BREFING.564(2021.10.18)

私道の価格と二重評価

建物の敷地は原則として道路に面していなければならない。そしてこの場合の道路は、必ずしも公道、すなわち国道、都道府県道、市町村道等でなくてもよく、一定の要件を満たすものなら私道であっても構わない。実際、私道に面する敷地に建てられている建物も多い。

このような私道の代表的なものとして「位置指定道路」(建築基準法42条1項5号)がある。公道から分岐し、行き止まりとなっており、それに面する宅地の所有者の共有となっていることが多い。例えば8つの宅地がその道路に面しているとすれば、その道路はその8者の共有(1/8ずつ)となっている。

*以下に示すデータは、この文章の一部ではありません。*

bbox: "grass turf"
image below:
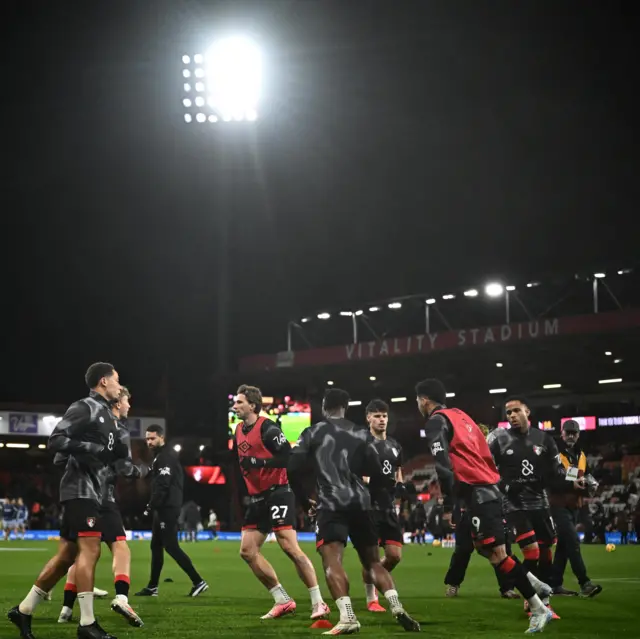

では、このような私道の価格はどう評価すべきだろうか。

一般に不動産流通市場では、その共有持分がそれに接する各宅地の所有権に随伴することが予定されており、共有持分のみが単独で取引されることがないから、価値は0と評価されている。私道の価値は、それを必要とするそれぞれの宅地に全て吸収されてしまっているのである。

不動産の表示に関する公正競争規約(第8条)では、売地に私道がある場合、「土地面積」にそれを加えてはならず、「土地面積」と「私道負担」を別々に記載することとされている。例えば「土地面積120.50u、別途私道負担10.20u」といった具合である。その価格は、私道負担があることを前提とした価格ではあるが、単価を求める場合には、それを含まない「土地面積」で除するのが普通である。即ち私道そのものに価値はなく、価値を全て吸収された残りカスと考えられる。

ところで、このような私道の固定資産税・都市計画税はどうなっているだろうか。

大阪市の場合、私道の評価額を@「公共の用に供する道路」は非課税、A「公共用道路に準ずる道路」は0評価、B「その他の道路」は付近の土地の価格の10分の1、と定めている。それぞれの認定基準は煩雑なのでここでは触れないが、@Aの差はザックリ言うと、通り抜けられる(@)か行き止まり(A)かの相違と考えてよいだろう。

一方、相続税法上の評価(財産評価基本通達による評価)はどうなっているだろうか。通達によると、「私道の用に供されている宅地」は100分の30、それが「不特定多数の者の通行の用に供されているとき」は評価しない、こととされている。国税庁は「タックスアンサー」で、前者は「例えば、通抜け道路のように」と説明し、後者を「例えば、袋小路のような」と説明している。

土地区画整理事業の施行に当たっても、このような私道の評価が必要となってくる。ある土地区画整理事業における「換地設計方針」を見てみると次の通りだ。「非認定道路で非課税のものは20%、非認定道路で課税のものは30%とする。ただし、一般の用に供しない非認定道路については、それぞれ5%を加算する。」ここで「非認定道路」は私道と考えてよいだろう。「課税・非課税」は固定資産税の話である。

大まかな感触として、固定資産評価は毎年の税額に直結するので納税者に寄り添って安目に、換地設計方針による評価は従前宅地所有者が納得しやすいように高めに、という感じがする。

私道は不動産流通市場でカス扱い(全部吸収説)されつつ、公的には上記の如く価値の残存が認められる場合(一部残存説)がある。ただこの場合、それぞれの宅地を「全部吸収説」で評価しつつ、私道について「一部残存説」で評価していては、二重評価になってしまう。慎重な議論と検討が必要な論点である。